He
Returned To Say That The King Was Sleeping - A Palpable Falsehood.
In a huff, I walked home to breakfast, leaving my attendants,
Maula and Uledi, behind to make explanations.
They saw the king,
who simply asked, "Where is Bana?" And on being told that I came,
but went off again, he said, as I was informed, "That is a lie,
for had he come here to see me he would not have returned"; then
rising, he walked away and left the men to follow me.

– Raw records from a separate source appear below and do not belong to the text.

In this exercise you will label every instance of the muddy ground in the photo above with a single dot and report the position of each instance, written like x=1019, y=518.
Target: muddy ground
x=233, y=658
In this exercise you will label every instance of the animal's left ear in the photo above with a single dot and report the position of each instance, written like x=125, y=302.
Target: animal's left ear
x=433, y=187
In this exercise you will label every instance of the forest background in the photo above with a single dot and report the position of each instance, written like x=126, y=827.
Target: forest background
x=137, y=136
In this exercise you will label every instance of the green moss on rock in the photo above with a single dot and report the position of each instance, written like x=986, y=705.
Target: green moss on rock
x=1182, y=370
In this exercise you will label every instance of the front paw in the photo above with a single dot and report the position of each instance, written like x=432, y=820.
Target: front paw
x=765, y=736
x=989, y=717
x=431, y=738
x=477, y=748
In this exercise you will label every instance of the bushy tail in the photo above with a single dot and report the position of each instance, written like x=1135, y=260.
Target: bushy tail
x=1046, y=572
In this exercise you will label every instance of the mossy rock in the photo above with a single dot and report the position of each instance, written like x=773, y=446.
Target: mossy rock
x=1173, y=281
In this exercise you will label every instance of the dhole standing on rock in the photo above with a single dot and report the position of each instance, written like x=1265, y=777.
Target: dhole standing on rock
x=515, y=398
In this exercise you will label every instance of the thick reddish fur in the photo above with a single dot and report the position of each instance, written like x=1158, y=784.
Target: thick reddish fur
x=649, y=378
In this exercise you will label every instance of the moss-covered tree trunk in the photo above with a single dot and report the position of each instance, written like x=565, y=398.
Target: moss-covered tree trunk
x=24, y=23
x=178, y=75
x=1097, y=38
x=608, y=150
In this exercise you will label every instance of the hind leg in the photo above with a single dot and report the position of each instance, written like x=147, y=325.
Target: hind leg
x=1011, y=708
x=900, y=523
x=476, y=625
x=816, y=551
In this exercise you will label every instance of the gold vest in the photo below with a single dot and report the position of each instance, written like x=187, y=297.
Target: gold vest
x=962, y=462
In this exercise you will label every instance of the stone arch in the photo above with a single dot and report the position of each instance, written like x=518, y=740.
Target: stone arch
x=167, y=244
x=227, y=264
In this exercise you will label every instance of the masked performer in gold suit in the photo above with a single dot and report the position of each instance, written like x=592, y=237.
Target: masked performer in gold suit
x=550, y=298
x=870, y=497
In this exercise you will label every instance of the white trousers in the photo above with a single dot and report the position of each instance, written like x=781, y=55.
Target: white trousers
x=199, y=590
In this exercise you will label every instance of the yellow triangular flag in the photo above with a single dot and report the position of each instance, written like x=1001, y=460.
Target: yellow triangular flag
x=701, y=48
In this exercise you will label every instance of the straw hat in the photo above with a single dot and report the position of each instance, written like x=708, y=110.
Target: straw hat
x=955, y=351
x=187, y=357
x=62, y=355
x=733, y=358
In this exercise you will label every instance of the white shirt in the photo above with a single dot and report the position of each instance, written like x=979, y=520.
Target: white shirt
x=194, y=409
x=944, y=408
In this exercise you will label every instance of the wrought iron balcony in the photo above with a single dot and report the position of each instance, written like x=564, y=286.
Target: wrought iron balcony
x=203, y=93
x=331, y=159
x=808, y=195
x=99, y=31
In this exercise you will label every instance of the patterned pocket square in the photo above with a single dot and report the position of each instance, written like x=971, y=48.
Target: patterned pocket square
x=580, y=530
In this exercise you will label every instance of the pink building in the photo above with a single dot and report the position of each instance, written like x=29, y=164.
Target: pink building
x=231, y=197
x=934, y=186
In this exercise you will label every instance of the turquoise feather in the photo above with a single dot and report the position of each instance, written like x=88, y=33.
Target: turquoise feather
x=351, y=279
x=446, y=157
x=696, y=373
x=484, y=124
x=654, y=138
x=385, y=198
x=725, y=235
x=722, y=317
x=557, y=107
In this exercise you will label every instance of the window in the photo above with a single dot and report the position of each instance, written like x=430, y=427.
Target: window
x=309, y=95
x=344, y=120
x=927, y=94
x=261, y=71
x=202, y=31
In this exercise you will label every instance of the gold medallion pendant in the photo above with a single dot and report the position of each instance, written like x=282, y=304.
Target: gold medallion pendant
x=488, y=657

I continued ruminating on these absurd entanglements, and the
best way of dealing with them, when lo! to perplex me still more,
in ran a bevy of the royal pages to ask for mtende beads - a whole
sack of them; for the king wished to go with his women on a
pilgrimage to the N'yanza. Thinking myself very lucky to buy the
king's ear so cheaply, I sent Maula as before, adding that I
considered my luck very bad, as nobody here knew my position in
society, else they would not treat me as they did. My proper
sphere was the palace, and unless I got a hut there, I wished to
leave the country. My first desire had always been to see the
king; and if he went to the N'yanza, I trusted he would allow me
to go there also. The boys replied, "How can you go with his
women? No one ever is permitted to see them." "Well," said I,
"if I cannot go to the N'yanza with him" (thinking only of the
great lake, whereas they probably meant a pond in the palace
enclosures, where Mtesa constantly frolics with his women), "I
wish to go to Usoga and Amara, as far as the Masai; for I have no
companions here but crows and vultures." They promised to take
the message, but its delivery was quite another thing; for no one
can speak at this court till he is spoken to, and a word put in
out of season is a life lost.
On Maula's return, I was told the king would not believe so
generous a man as Bana could have sent him so few beads; he
believed most of my store must have been stolen on the road, and
would ask me about that to-morrow. He intimated that for the
future I must fire a gun at the waiting-hut whenever I entered
the palace, so that he might hear of my arrival, for he had been
up that morning, and would have been glad to see me, only the
boys, from fear of entering his cabinet, had forged a lie, and
deprived him of any interview with me, which he had long wished
to get. This ready cordiality was as perplexing as all the rest.
Could it be possible, I thought, I had been fighting with a
phantom all this while, and yet the king had not been able to
perceive it? At all events, now, as the key to his door had been
given, I would make good use of it and watch the result.